Oh, and by the way, you have VERY pretty cats


----------



## twokittyz (May 7, 2010)

Thanks! Yuki, the Lynx point is half the age of Kylie and yet she is the same size. Though her head is small and neck is short, she looks like a Cheetah more than a cat, it's weird. I used to just cut holes in them and leave them in the kitchen too, but Yuki loves to dive into them and they both move the boxes around. I use the 24 soda can boxes too. 
This condo is stuck together with hot glue and tape. It's too hot now-a-days because of summer, so they are very lazy cats until a cold day shows up. They lay around in the 'dead cat' position, lol. Kylie knows how to pry open the door to the basement. ^.^
But Yuki is a crazed hunter, always wanting to catch something.


----------



## Mitts & Tess (Sep 4, 2004)

Great job. Very creative! Lovely kitties too!

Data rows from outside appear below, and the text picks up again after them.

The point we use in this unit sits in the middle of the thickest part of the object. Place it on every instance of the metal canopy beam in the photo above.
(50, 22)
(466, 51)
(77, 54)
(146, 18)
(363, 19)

Ive only done the one huge box and cut different shape holes in it for them to run thru and play in.


----------



## paperbacknovel (Jun 9, 2010)

I should start doing that! Very clever idea---and your cats are INCREDIBLY beautiful, I might add. :luv


----------



## madie (Apr 20, 2010)

secuono, so now your cats will slowly take over the living room. LOL.  
that's a neat idea....if the cats ever get 'bored' with it (as my other cat does with anything i give him), you can always chuck it away.


----------



## Vivid Dawn (May 31, 2010)

That's a nifty idea!

I got a TON of cardboard boxes donated, when I asked for some on FreeCycle to make winter shelters for the feral cats. I was thinking I would just recycle the left overs... but now I may make some condos for my indoor kitties!
Though I would paint mine, because I'm picky and don't want the look of mix-matched labels with my other furniture decor! LOL
Maybe a nice solid baby blue with little yellow flowers and/or darker blue filigree!


----------



## Ramey (Jul 11, 2010)

What a cute and inexpensive idea! I have always wanted to buy a cat condo but they are so pricey - I think I will give this a whirl! Thanks for posting and your cats ARE gorgeous!!!


----------